BOSTON (CBS) — After a monster performance against the Steelers on Sunday, Patriots tight end Rob Gronkowski was named AFC Offensive Player of the Week.
Gronkowski bounced back from his one-game suspension in a big way, hauling in nine passes for 168 yards for the Patriots during their 27-24 win in Pittsburgh. He also converted a key two-point conversion after Dion Lewis’ touchdown run gave the Patriots the lead with 56 seconds left in the game.
The tight end had seven catches and 135 yards in the second half, including three catches for 69 yards on that final game-winning drive.
This is Gronkowski’s second AFC Offensive Player of the Week award for his career. He first earned the award in Week 14 of the 2011 season after catching six passes for 160 yards and two touchdowns in a blowout win over the Washington Redskins.
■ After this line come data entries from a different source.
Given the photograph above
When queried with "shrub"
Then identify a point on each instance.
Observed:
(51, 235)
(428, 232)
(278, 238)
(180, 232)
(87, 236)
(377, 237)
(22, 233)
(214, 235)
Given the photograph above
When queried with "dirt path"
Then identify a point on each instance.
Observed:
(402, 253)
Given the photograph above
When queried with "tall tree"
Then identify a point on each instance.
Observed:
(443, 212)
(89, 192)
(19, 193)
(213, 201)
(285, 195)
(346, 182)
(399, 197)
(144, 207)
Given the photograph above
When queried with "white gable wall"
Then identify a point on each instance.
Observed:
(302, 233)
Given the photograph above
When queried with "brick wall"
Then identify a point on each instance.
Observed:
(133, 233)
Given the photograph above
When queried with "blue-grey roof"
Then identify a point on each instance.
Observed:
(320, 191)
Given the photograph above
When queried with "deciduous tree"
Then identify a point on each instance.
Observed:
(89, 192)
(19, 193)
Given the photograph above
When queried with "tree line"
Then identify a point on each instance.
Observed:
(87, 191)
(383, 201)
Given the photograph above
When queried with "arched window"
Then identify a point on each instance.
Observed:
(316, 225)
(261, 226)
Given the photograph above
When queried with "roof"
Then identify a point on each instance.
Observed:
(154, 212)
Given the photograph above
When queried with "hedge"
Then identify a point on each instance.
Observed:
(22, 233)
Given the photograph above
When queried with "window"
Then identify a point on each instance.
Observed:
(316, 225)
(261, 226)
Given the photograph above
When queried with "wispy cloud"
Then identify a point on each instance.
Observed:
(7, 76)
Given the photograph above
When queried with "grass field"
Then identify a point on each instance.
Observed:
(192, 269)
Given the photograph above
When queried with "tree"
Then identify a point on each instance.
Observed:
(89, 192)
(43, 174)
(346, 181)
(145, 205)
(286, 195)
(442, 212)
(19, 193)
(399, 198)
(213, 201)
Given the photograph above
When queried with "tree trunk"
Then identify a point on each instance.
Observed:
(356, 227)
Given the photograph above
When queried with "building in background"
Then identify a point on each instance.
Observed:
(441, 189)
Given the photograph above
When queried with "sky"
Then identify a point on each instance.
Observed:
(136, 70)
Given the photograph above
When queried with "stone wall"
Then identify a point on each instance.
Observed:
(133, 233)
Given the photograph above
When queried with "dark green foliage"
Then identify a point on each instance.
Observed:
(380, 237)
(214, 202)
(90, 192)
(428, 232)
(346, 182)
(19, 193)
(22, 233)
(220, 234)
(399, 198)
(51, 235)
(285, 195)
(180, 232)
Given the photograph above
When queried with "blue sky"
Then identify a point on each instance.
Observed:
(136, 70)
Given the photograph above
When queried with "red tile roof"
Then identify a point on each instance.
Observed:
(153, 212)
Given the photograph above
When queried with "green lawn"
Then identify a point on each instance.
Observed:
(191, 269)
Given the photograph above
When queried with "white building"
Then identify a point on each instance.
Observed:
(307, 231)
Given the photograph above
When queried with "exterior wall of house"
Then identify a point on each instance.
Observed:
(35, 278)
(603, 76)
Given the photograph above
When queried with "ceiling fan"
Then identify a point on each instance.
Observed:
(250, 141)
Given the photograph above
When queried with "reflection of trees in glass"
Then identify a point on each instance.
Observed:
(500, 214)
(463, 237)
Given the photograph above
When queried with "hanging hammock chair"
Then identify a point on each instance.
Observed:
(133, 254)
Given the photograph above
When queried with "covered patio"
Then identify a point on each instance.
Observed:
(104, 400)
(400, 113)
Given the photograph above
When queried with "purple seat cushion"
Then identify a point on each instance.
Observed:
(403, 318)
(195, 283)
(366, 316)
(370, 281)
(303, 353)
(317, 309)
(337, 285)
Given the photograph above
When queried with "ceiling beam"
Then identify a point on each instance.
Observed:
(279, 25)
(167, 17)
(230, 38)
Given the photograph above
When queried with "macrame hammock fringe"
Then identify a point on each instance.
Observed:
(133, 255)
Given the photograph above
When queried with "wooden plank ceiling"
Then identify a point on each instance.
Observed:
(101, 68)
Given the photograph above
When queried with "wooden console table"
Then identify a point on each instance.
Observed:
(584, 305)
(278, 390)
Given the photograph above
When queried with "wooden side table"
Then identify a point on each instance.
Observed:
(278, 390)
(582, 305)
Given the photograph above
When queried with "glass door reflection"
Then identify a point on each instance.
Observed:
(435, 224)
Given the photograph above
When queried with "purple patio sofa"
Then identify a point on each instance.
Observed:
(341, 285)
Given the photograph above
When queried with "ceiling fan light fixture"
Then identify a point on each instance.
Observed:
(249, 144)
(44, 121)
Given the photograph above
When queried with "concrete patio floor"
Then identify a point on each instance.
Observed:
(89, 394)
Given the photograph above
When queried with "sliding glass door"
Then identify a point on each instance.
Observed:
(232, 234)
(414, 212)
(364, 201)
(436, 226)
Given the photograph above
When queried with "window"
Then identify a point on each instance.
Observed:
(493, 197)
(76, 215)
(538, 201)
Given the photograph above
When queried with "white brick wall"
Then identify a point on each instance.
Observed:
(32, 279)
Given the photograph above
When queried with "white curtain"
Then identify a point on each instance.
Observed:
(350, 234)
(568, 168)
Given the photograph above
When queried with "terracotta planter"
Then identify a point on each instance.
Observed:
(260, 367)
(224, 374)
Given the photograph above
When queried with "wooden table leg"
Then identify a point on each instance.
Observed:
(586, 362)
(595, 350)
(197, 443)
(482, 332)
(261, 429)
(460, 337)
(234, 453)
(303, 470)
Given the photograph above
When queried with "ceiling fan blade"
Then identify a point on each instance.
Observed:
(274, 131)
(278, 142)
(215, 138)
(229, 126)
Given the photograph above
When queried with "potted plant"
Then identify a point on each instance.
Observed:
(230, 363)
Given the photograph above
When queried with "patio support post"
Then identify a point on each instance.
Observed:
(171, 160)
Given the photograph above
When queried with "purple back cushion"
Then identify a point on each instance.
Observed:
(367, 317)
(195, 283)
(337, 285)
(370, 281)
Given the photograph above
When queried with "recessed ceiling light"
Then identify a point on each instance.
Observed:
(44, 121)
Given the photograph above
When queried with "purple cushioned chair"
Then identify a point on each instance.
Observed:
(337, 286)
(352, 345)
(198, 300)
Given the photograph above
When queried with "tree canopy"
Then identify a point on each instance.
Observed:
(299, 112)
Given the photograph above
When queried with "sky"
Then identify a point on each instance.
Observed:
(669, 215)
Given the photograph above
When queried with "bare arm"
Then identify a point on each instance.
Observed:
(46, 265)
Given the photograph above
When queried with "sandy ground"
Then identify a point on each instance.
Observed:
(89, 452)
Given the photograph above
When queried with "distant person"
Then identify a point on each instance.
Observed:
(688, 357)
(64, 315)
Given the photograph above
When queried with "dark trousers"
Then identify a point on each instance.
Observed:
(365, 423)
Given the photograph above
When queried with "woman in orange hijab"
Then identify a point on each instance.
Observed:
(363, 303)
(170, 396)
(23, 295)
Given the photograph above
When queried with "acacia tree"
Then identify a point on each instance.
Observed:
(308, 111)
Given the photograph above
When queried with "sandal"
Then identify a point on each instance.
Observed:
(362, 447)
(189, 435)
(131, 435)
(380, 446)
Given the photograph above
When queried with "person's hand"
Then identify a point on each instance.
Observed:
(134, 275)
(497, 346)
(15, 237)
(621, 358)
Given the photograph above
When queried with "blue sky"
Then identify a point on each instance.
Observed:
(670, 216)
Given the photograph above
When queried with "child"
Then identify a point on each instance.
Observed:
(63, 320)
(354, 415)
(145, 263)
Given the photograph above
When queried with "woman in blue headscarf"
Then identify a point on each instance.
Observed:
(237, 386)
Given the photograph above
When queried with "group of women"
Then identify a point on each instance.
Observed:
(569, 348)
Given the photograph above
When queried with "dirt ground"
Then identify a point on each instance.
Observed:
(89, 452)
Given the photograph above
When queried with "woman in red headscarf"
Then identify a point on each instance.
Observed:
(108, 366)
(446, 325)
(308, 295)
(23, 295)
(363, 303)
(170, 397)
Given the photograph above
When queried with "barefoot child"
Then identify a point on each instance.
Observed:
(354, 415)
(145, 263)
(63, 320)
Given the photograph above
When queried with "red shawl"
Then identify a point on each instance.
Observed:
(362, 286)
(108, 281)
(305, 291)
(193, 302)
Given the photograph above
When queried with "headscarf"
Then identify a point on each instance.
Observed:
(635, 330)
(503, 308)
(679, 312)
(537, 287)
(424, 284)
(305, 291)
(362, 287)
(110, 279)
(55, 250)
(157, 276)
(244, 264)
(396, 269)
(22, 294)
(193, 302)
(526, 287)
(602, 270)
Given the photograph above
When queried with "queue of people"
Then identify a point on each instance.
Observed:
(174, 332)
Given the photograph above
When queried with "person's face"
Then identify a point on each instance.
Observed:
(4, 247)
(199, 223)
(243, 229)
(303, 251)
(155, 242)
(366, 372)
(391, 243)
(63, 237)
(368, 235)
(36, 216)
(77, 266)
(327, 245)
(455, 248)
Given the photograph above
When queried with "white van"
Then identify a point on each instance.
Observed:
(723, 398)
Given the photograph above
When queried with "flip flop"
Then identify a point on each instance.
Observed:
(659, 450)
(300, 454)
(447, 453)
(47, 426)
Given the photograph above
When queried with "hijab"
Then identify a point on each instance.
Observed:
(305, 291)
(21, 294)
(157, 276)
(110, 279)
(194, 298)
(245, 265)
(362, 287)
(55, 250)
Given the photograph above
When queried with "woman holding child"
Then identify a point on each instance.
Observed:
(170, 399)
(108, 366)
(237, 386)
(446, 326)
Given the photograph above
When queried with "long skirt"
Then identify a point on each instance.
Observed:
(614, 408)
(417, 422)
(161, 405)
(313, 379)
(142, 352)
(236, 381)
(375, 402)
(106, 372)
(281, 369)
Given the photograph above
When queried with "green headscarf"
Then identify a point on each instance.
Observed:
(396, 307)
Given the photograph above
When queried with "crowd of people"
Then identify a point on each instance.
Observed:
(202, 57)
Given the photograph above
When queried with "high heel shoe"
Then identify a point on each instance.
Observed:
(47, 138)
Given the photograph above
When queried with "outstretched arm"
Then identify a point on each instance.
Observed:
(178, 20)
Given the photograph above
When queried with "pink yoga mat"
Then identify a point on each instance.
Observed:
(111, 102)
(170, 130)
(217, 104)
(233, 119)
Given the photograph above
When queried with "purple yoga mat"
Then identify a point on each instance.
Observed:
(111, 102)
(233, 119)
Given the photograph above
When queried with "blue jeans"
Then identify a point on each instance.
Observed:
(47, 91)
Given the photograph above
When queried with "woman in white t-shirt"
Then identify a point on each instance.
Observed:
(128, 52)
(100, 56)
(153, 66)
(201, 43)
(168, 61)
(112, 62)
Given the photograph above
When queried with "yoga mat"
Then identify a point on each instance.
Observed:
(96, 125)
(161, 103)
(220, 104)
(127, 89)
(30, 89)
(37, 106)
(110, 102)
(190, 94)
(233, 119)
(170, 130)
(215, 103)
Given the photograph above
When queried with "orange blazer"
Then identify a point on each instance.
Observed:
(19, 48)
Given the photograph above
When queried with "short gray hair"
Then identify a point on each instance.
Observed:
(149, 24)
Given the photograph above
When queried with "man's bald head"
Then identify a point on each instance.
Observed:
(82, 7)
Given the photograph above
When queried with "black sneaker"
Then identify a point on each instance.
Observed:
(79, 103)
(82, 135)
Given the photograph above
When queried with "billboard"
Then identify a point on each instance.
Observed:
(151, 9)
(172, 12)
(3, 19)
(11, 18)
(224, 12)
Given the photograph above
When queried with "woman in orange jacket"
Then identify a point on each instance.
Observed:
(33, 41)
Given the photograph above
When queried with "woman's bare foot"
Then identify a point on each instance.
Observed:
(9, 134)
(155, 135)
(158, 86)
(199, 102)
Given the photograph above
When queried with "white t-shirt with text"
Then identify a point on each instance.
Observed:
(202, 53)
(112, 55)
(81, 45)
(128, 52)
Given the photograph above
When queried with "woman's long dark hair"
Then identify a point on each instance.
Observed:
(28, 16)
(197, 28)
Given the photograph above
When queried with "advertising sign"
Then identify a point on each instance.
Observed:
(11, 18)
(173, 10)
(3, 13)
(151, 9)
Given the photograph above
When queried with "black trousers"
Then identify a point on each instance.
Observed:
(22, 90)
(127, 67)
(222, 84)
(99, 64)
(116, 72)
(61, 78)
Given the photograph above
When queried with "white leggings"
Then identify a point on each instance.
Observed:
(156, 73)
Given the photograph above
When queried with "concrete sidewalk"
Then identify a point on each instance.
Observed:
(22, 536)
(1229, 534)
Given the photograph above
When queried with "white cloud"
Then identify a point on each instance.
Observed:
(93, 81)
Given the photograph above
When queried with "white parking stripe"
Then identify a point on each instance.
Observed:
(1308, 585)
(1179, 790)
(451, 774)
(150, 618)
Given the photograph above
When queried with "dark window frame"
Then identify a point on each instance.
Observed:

This marks the sixth time this season that the Patriots have been honored with a Player of the Week award. Quarterback Tom Brady has been named AFC Offensive Player of the Week three times (Weeks 2, 3 and 10), while running back Dion Lewis and kicker Stephen Gostkowski were named AFC Special Teams Player of the Week in Weeks 10 and 11, respectively. In addition, Brady was named AFC Offensive Player of the Month for November.